26.- Samoa. First Polynesian nation to gain independence in 1962. It has no defense structure or regular armed forces, but it has police units. His defense is agreed with New Zealand.

27. San Marino. It is not only the oldest republic in the world, but the third smallest country in Europe. This mini-state, geographically inserted in Italy, does not have an army either, although it has voluntary military forces that intervene in official ceremonies and are likely to be used as police forces. In case of emergency, this State reserves the right to ask all San Marino between the ages of 16 and 60 to use weapons. Responsibility for its defense lies with Italy.

28. Saint-Martin (Saint-Martin). Autonomous island in the Caribbean, although it is part of the Kingdom of the Netherlands. While its northern territory is an overseas enclave of France. Defense is the responsibility of the Netherlands.

29.- Solomon Islands. Independent since 1978, they have a police force. Between 2003 and 2017, he had to receive police and military assistance from some fifteen countries to restore political and civil order after successive waves of violence, which catapulted crime rates to exorbitant limits.

30.- Tuvalu. Since gaining independence in 1978, the Pacific Island – known as Ellice during its period as a British colony -, the fourth smallest country on the planet, with just 11,000 inhabitants, has had a police force, but no military force.

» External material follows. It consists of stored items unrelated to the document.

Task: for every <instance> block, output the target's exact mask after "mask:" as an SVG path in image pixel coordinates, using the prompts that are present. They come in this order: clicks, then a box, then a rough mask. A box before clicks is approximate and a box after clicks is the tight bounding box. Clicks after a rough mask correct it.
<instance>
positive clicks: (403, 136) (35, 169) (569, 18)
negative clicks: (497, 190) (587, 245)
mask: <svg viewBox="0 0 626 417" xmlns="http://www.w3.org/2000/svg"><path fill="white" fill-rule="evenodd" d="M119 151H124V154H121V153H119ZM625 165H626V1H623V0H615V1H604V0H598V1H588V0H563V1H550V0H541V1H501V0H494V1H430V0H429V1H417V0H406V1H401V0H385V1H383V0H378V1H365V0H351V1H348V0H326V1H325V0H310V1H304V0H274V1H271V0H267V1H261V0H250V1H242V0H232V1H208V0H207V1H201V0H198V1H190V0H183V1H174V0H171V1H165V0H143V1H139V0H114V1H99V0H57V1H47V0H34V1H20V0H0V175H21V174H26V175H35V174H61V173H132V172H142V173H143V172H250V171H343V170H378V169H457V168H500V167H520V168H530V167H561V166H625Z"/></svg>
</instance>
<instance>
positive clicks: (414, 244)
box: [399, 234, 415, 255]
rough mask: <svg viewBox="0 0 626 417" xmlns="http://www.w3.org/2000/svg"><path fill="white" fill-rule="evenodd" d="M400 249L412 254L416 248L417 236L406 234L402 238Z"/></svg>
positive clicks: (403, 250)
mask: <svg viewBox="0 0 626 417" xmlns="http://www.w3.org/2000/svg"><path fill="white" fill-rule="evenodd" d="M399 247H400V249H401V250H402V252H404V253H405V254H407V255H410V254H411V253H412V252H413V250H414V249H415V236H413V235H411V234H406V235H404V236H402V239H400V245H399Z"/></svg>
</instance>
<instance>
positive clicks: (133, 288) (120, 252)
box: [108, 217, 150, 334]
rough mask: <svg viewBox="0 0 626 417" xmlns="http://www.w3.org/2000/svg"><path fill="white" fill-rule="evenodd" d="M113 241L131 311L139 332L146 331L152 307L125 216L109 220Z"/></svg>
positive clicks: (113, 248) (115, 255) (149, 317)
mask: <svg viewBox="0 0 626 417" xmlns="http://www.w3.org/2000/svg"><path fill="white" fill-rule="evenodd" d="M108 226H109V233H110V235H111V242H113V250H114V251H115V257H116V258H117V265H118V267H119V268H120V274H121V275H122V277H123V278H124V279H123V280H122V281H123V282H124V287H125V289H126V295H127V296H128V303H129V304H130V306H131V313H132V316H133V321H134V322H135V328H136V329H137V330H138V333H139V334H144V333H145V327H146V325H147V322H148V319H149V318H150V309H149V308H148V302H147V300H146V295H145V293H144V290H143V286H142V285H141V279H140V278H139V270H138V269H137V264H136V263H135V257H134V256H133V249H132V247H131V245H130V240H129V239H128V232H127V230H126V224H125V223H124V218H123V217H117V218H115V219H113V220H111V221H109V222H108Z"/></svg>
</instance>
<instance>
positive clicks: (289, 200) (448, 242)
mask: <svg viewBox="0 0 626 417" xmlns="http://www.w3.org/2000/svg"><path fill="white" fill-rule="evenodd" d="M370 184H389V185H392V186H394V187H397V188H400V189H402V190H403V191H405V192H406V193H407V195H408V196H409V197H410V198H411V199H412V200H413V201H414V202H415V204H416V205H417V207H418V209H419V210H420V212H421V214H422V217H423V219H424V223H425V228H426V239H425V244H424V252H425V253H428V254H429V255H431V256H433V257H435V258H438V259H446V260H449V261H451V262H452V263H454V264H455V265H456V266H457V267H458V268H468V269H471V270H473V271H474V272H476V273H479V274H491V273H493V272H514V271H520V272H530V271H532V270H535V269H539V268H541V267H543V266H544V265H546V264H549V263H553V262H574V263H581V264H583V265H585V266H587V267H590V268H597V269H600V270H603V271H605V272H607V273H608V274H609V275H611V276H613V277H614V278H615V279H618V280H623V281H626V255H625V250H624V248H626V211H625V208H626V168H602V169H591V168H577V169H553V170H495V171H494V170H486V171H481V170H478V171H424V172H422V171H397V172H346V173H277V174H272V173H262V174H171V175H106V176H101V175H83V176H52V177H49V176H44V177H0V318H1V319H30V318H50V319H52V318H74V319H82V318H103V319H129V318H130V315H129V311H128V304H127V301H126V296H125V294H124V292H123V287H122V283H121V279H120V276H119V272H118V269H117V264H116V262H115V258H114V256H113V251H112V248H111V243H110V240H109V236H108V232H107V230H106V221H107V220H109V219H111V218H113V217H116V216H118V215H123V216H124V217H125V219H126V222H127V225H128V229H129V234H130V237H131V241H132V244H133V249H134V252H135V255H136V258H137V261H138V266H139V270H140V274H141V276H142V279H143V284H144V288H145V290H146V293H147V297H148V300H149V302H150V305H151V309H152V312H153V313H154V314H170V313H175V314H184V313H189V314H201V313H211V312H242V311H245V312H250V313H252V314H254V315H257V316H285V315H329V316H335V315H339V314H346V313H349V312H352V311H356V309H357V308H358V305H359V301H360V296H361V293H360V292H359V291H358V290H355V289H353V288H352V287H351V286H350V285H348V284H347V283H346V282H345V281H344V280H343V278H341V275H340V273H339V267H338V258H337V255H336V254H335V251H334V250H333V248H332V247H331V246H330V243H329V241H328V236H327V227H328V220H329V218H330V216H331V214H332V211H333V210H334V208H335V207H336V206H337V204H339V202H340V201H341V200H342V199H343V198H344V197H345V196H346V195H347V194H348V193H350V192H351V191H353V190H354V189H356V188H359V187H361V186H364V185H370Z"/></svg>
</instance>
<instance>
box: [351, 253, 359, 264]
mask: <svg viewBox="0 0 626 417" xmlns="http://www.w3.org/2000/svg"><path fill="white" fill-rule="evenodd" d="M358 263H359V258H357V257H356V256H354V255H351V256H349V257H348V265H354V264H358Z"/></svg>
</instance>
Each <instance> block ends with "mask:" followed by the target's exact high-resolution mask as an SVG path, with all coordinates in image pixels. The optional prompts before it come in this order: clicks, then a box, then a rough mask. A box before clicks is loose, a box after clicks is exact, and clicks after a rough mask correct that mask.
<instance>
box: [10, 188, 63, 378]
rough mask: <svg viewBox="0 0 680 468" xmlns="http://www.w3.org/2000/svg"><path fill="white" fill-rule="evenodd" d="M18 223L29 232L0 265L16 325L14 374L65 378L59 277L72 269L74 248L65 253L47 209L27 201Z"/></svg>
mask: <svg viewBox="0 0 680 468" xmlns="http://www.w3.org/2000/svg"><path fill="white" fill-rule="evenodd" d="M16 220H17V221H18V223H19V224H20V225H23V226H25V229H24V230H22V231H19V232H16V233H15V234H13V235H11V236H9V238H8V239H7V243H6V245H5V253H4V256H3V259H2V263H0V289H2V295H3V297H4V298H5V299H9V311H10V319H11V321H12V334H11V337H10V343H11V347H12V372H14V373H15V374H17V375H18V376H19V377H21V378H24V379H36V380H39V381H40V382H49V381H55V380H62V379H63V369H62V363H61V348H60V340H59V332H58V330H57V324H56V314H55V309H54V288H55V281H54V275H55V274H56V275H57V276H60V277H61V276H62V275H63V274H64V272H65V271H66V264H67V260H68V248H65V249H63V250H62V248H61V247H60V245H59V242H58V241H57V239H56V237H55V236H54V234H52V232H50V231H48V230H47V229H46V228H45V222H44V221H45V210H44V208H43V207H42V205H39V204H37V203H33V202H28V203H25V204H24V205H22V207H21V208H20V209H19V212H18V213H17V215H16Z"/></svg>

31.- Vanuatu. Until the proclamation of its independence in 1980, it belonged to the New Hebrides, Pacific territories administered by the United Kingdom and France. Its state is made up of 80 islands. Without the Army, it has a police force, a mobility force and a maritime police squadron.

Among all these states, a majority group is included among the various international classifications of tax havens, although these lists are published by alleged economic and tax information exchange agreements to monitor and prosecute possible tax evasion offenses. and money laundering.

The case of Switzerland

Another significant case is that of Switzerland. He has succeeded in being the image of neutrality. Historically. But the supposedly most pacifist nation is the 33rd most powerful army on the planet, according to the Global FirePower 2019 ranking and the country with the most armed population; at the rate of 46 weapons per hundred inhabitants. Almost one inhabitant in two.

In addition to requiring, by law, military training for its citizens aged 20 to 42 years. To men on a compulsory basis and to women on a voluntary basis. A paradox in a State which has never participated in military conflicts, but through which 2 million private weapons are moved in the possession of its 8.3 million inhabitants. In addition to the arsenal of his army.